Date and time
Friday 18 Oct 2019 9.30am - 12.30pm
Part of the Digital Research in Action workshop series.
With reference to critical and analytical thinking for postcolonial Digital Humanities, we will engage with poetry by “Third World” poets such as Chinua Achebe, Derek Walcott, and Meena Alexander. This workshop will draw on the works of these poets to explore how data visualisation applications can enrich and deepen our analyses of literary texts. Through collectively meditating on how we can deterritorialise the hegemony of Euocentric and Northern Hemisphere-centric knowledge production and archives in the Digital Humanities, participants will be guided in designing minimal computing exercises to expand the horizons of learning and teaching in relation to postcolonial texts. The workshop will define and explore the nascent field of postcolonial Digital Humanities so that participants have a theoretical lens through which we can approach the texts and tools.

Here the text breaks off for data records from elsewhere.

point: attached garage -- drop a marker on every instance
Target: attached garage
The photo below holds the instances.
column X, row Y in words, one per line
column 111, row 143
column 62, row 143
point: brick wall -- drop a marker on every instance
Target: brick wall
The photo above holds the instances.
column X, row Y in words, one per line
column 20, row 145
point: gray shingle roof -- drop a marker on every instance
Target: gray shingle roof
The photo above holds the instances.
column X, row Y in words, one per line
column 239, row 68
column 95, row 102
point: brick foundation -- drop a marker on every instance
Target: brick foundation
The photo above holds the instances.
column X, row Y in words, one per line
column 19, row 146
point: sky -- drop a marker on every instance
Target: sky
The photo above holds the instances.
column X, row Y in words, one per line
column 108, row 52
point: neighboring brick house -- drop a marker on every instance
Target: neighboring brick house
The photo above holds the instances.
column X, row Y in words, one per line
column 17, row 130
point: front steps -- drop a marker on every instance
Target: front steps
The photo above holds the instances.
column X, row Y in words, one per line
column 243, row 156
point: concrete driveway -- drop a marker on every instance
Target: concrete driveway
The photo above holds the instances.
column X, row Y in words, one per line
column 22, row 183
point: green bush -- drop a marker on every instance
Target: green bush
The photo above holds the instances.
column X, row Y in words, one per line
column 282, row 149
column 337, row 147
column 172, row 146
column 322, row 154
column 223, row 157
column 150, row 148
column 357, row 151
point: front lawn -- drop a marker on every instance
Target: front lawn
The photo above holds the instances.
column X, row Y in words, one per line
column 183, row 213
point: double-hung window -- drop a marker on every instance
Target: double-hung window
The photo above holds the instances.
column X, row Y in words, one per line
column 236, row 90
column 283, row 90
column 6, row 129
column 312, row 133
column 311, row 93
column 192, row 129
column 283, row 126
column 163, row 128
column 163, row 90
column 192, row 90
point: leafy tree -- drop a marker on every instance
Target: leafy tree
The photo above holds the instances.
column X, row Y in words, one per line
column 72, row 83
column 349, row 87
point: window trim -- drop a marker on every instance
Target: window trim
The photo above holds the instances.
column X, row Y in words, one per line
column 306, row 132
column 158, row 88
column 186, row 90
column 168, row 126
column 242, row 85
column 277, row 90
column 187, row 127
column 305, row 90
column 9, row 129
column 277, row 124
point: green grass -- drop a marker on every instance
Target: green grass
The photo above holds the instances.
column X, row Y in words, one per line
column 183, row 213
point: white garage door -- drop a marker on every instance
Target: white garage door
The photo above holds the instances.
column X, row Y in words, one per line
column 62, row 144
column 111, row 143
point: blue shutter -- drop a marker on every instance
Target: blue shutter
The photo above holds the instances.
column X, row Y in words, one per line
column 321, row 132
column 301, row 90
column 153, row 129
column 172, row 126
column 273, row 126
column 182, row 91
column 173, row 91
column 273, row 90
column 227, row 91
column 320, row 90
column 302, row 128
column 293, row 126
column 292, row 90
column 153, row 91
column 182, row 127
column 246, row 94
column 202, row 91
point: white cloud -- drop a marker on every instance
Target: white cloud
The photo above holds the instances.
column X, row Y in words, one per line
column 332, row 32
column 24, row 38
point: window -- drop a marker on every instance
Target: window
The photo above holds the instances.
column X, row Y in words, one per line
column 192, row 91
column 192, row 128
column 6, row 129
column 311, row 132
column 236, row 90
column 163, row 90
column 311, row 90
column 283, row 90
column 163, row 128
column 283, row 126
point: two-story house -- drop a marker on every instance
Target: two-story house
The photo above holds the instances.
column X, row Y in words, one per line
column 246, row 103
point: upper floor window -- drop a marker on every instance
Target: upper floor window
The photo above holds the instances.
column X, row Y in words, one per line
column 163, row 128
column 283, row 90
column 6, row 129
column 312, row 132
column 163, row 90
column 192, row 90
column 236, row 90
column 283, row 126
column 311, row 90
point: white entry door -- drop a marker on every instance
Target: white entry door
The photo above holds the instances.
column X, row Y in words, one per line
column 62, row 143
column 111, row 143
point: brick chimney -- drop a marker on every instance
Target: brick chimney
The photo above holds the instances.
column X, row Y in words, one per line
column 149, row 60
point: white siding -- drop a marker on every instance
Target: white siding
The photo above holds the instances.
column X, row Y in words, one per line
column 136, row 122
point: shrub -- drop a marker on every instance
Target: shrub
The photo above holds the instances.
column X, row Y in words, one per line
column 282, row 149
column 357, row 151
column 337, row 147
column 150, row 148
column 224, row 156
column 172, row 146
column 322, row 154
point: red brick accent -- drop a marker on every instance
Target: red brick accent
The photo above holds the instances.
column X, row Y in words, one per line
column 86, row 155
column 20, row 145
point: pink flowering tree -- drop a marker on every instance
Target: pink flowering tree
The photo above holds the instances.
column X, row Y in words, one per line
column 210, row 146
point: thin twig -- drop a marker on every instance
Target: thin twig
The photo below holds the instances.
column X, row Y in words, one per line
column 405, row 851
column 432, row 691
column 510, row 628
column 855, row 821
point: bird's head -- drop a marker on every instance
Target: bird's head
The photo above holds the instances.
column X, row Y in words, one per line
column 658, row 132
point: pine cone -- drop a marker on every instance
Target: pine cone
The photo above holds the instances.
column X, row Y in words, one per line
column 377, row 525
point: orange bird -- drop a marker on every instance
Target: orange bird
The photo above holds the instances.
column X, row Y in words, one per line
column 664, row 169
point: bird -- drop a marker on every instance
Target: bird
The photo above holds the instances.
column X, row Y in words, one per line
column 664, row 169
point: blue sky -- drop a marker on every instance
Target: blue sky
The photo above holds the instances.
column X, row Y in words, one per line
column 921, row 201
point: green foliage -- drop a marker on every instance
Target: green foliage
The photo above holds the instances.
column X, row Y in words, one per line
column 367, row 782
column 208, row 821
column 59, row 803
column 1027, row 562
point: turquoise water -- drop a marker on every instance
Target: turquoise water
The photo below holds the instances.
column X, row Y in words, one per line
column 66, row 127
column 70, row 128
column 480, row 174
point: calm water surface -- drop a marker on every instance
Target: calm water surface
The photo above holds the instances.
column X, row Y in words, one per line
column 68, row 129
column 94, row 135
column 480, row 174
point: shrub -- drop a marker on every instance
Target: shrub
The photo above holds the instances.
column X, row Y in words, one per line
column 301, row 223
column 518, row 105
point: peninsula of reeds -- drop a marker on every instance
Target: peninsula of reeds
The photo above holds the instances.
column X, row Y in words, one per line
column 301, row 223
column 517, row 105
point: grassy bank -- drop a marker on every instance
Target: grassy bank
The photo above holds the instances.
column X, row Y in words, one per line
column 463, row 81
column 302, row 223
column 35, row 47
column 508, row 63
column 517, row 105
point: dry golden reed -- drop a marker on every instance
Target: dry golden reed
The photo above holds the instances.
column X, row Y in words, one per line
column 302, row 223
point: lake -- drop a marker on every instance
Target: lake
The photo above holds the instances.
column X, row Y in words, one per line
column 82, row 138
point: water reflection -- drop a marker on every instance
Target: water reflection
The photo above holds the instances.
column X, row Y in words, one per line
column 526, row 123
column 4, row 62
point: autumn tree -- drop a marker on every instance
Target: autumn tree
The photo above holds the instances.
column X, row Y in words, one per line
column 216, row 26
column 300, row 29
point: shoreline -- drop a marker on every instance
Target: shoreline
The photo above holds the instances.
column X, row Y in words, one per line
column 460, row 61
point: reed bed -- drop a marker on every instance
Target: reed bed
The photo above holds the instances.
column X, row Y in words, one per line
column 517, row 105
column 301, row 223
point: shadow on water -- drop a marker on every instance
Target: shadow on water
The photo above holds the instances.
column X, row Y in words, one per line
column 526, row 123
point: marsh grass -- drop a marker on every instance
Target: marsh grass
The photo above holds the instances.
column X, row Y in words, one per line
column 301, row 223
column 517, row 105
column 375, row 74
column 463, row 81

Participants will also be invited to bring to the session a digital poem that, for them, speaks to the meaning of “postcolonial”. The workshop will engage with Voyant, word cloud generators, and mapping platforms (if time permits) that empower us to visualise how and where these postcolonial poems “take place” in the digital milieu, in order to consider how perceptions of Digital Humanities and the Global South have shifted. Our focus will be on strategies of minimal computing with respect to countries and communities that have limited resources, infrastructure, and those demographies that have been historically marginalised by what scholar Melissa Terras calls “Big Tent DH”.
This introductory workshop requires no previous knowledge of sophisticated computer applications or coding languages, just a working knowledge of internet browsers.
Dr Rahul K. Gairola
Dr Rahul K. Gairola is The Krishna Somers Lecturer in English and Postcolonial Literature and a Fellow of the Asia Research Centre at Murdoch University, Western Australia. He is the author of Homelandings: Postcolonial Diasporas and Transatlantic Belonging (London and New York: Rowman and Littlefield International, 2016), co-editor o Revisiting India’s Partition: New Essays in Memory, Culture, and Politics (Hyderabad, India: Orient Blackswan, 2016/ Lanham, USA: Lexington Books), and has widely published in peer-reviewed journals and books. He is also an Article Editor for Postcolonial Text, and serves on the Executive Committees of the Australasian Association of Digital Humanities (aaDH), Global Outlook Digital Humanities (GO::DH), the Digital Humanities Alliance of India (DHAI), and the international ADHO 2020-Ottawa convention. He is currently working on two books with Routledge on South Asian diasporas. Since May 2019, he has been the HASS DEVL Champion for Western Australia.
Image: Map of the world re-sized based on the home countries of people who have won the Nobel Prize for Literature. Source: WorldMapper.